I've had many requests for a post on filing. Paperwork seems to be the nemesis to a simplified life.  Summer is the perfect time to tackle your filing system. The days are longer, there aren't the physical demands on your schedule such as holiday events, and it just makes sense when you are feeling good. It's a lot harder to make myself do these types of things when it is cold and dreary outside.

Before we begin with label printer in hand and sharpies, it's important to streamline what needs to be filed in the first place. By this I mean, the incoming mail; the hoard of catalogs, junk mail and bills that we receive on a daily basis. I have worked to get our name off just about every catalog, solicited and unsolicited, that I can. For me, looking at catalogs just reminds me of more items that I don't own and stirs up discontentment; in our house, we are better off without them. Next, it's important to sign up for electronic billing for all of your accounts to help reduce the amount of time spent filing (and conserve landfills). I can honestly say that once I adapted our file cabinet to the system made below, it literally takes seconds to open the mail and file it quickly. Note: we use a two-drawer filing cabinet simply because that is what we have. I would prefer a single acrylic file box, but my husband likes the cabinet and well you know, some battles are better fought elsewhere. :) So, be flexible if you are in the same boat as me. Now, let's get started.

Step 1 - go paperless for as many bills and accounts that you possibly can. We prefer to receive the actual bank statements for our checking account but all other documents we receive electronically, when given the option.

The system below is one that I created for our home. It utilizes the alphabet for quick memory and filing. If you know the ABC's, then filing is very quick and you won't have to stop and think, "where do I put this receipt for a donation?" That's easy - it goes in the "D" file for deductions. The deductions file is going to house everything you need come tax time. I have created 7 categories. You may need more. So, adjust as needed.

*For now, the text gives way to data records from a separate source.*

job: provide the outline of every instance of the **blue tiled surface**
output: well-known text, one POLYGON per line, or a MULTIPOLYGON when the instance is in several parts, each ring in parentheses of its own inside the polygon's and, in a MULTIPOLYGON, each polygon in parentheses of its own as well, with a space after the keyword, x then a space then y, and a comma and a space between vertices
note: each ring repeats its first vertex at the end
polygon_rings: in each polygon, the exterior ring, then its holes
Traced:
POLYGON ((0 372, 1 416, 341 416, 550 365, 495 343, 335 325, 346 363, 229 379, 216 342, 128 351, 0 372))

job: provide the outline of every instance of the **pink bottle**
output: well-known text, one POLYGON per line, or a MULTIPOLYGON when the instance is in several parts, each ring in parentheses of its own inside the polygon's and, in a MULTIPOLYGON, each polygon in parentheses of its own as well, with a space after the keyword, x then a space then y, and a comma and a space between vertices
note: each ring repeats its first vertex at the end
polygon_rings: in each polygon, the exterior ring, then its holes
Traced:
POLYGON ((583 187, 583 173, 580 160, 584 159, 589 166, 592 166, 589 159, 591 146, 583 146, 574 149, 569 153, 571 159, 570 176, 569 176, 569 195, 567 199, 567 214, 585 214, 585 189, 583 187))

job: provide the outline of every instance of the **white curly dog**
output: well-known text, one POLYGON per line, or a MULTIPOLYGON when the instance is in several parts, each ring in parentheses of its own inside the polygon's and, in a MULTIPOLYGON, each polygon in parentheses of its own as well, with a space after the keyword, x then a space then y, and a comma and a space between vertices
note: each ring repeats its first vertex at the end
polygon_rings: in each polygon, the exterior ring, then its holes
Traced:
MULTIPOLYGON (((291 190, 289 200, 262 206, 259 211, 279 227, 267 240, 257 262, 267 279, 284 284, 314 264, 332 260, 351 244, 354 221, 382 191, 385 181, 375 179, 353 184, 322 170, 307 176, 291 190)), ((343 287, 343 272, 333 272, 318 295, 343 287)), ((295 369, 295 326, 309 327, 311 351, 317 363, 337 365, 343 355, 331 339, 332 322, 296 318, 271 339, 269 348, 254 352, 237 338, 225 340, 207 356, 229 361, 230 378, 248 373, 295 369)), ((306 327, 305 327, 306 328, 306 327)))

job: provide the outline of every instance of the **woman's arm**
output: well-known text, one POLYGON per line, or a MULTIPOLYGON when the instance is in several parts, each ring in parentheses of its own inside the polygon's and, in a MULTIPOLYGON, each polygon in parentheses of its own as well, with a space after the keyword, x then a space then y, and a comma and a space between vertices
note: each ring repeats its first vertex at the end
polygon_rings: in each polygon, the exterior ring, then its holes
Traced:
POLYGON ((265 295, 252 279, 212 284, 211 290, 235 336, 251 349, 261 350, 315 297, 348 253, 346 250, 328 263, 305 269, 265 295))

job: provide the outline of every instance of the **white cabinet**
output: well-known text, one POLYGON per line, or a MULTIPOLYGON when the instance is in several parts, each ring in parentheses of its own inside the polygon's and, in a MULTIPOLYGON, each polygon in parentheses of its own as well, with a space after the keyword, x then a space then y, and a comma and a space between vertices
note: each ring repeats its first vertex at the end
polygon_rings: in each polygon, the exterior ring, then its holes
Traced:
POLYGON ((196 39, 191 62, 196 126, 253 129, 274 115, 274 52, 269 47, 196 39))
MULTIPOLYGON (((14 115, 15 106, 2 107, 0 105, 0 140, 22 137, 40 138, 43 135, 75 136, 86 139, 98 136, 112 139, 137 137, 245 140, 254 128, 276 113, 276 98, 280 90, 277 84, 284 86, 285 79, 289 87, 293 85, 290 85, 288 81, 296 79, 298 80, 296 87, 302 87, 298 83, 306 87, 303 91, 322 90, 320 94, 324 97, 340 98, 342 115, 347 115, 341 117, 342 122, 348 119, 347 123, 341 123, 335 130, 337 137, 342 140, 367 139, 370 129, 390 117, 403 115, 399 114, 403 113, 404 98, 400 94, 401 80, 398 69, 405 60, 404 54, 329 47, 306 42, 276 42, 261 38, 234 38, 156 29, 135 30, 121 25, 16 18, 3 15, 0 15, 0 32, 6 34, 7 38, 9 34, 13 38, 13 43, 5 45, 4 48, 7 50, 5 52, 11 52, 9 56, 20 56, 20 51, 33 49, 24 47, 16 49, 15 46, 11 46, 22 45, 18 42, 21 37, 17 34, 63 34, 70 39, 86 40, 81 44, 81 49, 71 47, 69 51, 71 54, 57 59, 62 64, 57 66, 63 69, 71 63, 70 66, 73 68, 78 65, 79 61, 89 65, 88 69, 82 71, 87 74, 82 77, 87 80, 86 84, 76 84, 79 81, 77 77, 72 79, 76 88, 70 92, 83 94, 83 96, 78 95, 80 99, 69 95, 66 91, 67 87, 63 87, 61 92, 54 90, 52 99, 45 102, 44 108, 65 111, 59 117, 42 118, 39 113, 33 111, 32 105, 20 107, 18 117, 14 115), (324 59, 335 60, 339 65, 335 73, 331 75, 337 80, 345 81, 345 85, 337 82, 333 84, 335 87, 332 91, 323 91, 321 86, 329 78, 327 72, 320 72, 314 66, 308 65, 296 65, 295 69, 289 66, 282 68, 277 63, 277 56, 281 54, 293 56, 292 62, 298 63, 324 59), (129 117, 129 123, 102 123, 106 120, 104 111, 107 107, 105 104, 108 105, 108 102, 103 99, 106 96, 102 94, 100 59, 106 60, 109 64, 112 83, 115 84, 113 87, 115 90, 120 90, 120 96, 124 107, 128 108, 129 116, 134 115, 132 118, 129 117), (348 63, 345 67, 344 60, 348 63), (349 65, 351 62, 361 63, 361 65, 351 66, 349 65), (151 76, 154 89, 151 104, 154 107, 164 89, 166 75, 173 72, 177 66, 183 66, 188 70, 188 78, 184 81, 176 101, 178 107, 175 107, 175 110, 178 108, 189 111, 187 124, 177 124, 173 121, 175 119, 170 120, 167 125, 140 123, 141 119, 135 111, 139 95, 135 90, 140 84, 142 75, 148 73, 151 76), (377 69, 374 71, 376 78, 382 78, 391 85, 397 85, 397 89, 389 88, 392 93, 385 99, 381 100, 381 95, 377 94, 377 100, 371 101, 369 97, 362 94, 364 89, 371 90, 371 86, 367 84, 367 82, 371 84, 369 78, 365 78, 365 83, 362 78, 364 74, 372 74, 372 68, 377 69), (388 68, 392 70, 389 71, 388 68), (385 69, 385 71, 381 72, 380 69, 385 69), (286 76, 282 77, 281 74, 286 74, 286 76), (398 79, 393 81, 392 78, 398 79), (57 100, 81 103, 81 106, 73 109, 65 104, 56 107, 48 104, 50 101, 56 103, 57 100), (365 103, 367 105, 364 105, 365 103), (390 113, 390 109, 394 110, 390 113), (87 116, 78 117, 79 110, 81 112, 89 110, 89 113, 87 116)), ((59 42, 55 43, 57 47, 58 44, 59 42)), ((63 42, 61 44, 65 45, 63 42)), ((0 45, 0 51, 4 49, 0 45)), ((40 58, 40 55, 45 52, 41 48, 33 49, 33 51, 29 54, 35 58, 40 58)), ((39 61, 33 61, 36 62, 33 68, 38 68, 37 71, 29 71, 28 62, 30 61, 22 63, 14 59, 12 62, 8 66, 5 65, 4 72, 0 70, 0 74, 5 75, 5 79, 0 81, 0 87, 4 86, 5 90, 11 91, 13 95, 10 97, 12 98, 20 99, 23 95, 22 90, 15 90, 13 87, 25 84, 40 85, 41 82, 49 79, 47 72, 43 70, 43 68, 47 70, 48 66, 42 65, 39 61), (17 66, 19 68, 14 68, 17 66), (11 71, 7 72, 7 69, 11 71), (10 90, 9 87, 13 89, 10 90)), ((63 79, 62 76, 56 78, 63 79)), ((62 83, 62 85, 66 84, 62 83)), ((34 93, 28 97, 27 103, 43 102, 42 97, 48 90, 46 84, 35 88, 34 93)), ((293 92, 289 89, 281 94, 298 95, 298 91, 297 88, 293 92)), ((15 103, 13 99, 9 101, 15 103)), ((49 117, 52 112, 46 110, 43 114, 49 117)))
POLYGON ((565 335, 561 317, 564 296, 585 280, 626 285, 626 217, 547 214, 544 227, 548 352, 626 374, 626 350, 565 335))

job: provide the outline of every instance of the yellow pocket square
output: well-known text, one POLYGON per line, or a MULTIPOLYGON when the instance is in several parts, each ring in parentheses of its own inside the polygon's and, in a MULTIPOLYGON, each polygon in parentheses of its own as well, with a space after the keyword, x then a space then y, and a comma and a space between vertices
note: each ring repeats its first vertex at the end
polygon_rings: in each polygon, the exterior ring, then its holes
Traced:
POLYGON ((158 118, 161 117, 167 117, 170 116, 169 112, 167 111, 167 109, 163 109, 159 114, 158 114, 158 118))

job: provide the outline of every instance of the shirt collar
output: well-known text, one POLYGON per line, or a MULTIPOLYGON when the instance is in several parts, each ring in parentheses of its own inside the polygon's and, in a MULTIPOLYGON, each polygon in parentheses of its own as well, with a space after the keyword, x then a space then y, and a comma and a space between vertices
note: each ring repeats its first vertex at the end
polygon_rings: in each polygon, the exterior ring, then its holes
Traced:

Here are the 7 categories:
(A)ccounts - bank statements, investment reports
(B)ills - utilities, receipts...
(C)hildren - parenting resources, paperwork, crafts from school with hand prints
(D)eductions - charitable contributions, medical receipts, childcare bills, W2s, business expenses
(E)nvironment - closing documents, lease agreement, warranties
(F)amily legacy - legacy drawer
(G)eneral - miscellaneous, family budget, coupons, article torn out of a magazine

There is no one wrong or right way to build a filing system. The point is to just do it and do it consistently. When we don't file paper as soon as it enters the home, then it just piles up and becomes a big headache to deal with later on creating a clutter hot spot. By making a habit of checking the mail every day, opening and filing it immediately, then when you need to locate a specific document, it's easy to find.

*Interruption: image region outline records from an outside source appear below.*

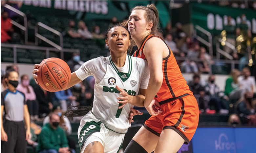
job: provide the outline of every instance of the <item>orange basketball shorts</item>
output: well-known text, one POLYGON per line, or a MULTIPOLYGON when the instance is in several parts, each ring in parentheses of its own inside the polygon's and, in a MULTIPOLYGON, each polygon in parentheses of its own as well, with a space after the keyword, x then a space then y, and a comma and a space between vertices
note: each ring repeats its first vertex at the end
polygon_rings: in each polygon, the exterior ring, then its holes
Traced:
POLYGON ((177 132, 187 144, 198 125, 199 112, 196 98, 188 95, 161 105, 163 112, 146 120, 144 127, 160 136, 162 130, 171 128, 177 132))

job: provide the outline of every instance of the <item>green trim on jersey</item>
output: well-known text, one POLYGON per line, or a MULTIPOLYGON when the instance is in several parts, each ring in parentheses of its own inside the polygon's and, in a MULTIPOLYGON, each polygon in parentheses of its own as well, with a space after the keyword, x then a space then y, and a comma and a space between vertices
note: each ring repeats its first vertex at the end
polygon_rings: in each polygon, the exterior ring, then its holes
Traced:
POLYGON ((110 62, 110 64, 117 72, 117 73, 121 79, 122 80, 123 82, 124 82, 127 80, 130 77, 130 76, 131 76, 131 73, 132 72, 132 57, 131 56, 128 55, 128 60, 129 61, 129 70, 128 71, 128 73, 124 73, 123 72, 119 72, 118 71, 118 69, 117 68, 116 65, 115 65, 115 63, 114 63, 114 62, 112 61, 112 60, 111 59, 111 55, 110 55, 109 58, 109 61, 110 62))
POLYGON ((100 121, 96 122, 94 121, 87 122, 84 125, 80 132, 79 140, 80 151, 84 146, 85 140, 94 133, 99 132, 100 130, 100 125, 102 122, 100 121))

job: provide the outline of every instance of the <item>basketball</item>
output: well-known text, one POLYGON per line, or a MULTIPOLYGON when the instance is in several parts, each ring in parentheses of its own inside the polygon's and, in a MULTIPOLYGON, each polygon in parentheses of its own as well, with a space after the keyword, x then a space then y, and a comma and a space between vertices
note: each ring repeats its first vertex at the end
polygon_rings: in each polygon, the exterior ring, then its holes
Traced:
POLYGON ((44 89, 50 92, 61 90, 70 80, 71 73, 68 64, 62 60, 52 58, 43 60, 38 68, 37 82, 44 89))

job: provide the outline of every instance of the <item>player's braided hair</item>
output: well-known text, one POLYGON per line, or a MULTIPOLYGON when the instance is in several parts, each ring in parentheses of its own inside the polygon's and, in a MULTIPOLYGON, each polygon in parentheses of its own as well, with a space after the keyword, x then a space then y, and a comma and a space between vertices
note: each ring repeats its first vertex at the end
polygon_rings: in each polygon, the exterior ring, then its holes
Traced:
POLYGON ((67 117, 73 117, 84 116, 92 110, 93 107, 91 106, 80 106, 75 105, 72 105, 68 108, 68 110, 65 114, 67 117))
MULTIPOLYGON (((146 7, 137 6, 132 9, 131 12, 136 9, 142 9, 145 10, 145 12, 144 14, 144 17, 146 21, 147 22, 152 22, 153 24, 153 26, 151 28, 150 34, 158 36, 162 38, 162 35, 161 32, 161 30, 158 26, 158 21, 159 21, 158 11, 155 5, 153 4, 150 5, 148 5, 146 7)), ((129 21, 130 20, 128 19, 127 20, 122 23, 121 25, 128 28, 129 21)), ((131 42, 131 45, 129 46, 128 50, 131 52, 133 47, 136 45, 136 43, 132 38, 131 42)), ((139 47, 139 46, 138 47, 139 47)))
POLYGON ((128 32, 128 33, 129 34, 129 38, 130 38, 130 39, 131 39, 131 34, 130 33, 130 31, 129 31, 129 30, 128 30, 128 29, 127 29, 127 27, 125 27, 124 26, 123 26, 120 24, 118 24, 112 26, 111 26, 109 29, 108 29, 108 31, 107 31, 107 32, 106 33, 106 35, 105 35, 105 40, 107 40, 108 39, 108 33, 109 33, 109 31, 110 30, 110 29, 116 26, 121 26, 125 29, 125 30, 127 30, 127 31, 128 32))

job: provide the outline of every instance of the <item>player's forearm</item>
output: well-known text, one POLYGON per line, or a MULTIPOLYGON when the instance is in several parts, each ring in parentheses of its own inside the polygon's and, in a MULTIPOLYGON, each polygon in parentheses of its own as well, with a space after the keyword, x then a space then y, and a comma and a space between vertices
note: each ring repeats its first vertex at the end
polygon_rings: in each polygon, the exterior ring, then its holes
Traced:
POLYGON ((155 79, 150 77, 146 91, 146 95, 144 101, 144 106, 145 107, 148 106, 153 100, 161 88, 162 83, 162 79, 155 79))
POLYGON ((78 78, 78 77, 77 77, 77 76, 76 76, 75 73, 75 72, 73 72, 71 73, 71 77, 70 78, 70 81, 69 81, 69 84, 68 84, 68 85, 65 88, 63 89, 62 90, 66 90, 74 86, 75 84, 79 83, 82 80, 80 80, 80 79, 78 78))
POLYGON ((142 94, 132 96, 130 104, 138 107, 144 107, 145 99, 145 96, 142 94))
POLYGON ((3 112, 4 111, 4 106, 3 105, 1 105, 1 132, 3 132, 3 131, 4 131, 5 130, 4 129, 4 126, 3 124, 3 112))
POLYGON ((27 109, 25 109, 24 111, 24 120, 25 121, 27 127, 27 130, 30 131, 30 118, 29 113, 28 110, 27 109))

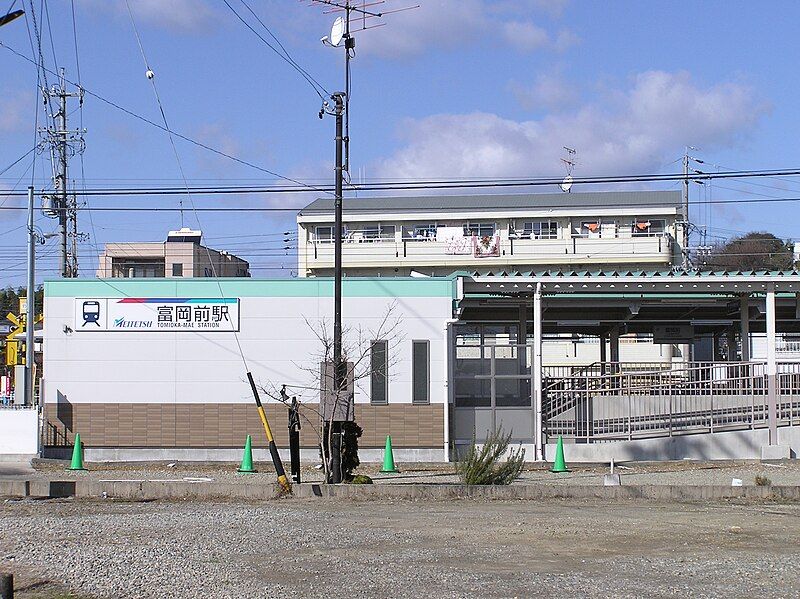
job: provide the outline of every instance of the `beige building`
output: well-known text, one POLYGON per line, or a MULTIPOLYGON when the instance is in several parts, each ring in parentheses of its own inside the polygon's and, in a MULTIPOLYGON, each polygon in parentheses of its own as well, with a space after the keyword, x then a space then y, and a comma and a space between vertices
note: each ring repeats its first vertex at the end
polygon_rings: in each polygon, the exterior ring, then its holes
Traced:
MULTIPOLYGON (((344 200, 347 276, 443 276, 670 268, 679 191, 408 196, 344 200)), ((333 200, 297 216, 298 276, 333 274, 333 200)))
POLYGON ((108 243, 99 278, 249 277, 246 260, 202 245, 202 232, 170 231, 164 242, 108 243))

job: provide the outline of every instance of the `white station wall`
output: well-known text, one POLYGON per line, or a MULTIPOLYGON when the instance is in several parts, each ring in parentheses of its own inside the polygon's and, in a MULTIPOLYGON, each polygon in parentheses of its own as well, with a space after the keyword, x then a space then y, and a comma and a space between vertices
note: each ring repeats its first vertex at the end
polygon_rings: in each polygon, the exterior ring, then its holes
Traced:
MULTIPOLYGON (((75 297, 45 298, 46 402, 58 401, 58 394, 71 403, 250 402, 239 344, 260 386, 313 386, 303 369, 318 368, 322 344, 309 325, 324 321, 329 334, 333 328, 330 298, 242 297, 238 343, 230 332, 79 331, 75 302, 75 297)), ((414 340, 430 342, 431 403, 446 403, 451 305, 449 297, 344 298, 345 344, 360 335, 368 345, 392 308, 390 321, 398 325, 390 339, 390 403, 411 402, 414 340)), ((319 399, 311 390, 290 394, 319 399)), ((369 402, 368 378, 357 388, 356 402, 369 402)))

The system above is based on our needs. Seven files may not be enough for your household. You may need to add additional categories. Don't get stuck on trying to fit everything into that number if you can't. The point of this exercise is to consider your situation and what fits best for your family and household. Let my example above be a starting point for you. Let's dig in together and purpose to reduce the amount of paper coming into our homes and the clutter it creates.

Are you implementing a simpler filing system? I would love to hear about it. 

**update: As I was finishing this post, I heard the postman at our mailbox and thought how appropriate that I stop to go check the mail and immediately file it. We had one piece and it was a mailer from a well-known company with coupons for baby formula. I immediately located a number on the back of the mailer to remove my name from their list and called. It took two seconds and just saved me the future hassle of taking something to the recycling bin, saved the company money, and conserved the environment. I call that a win-win.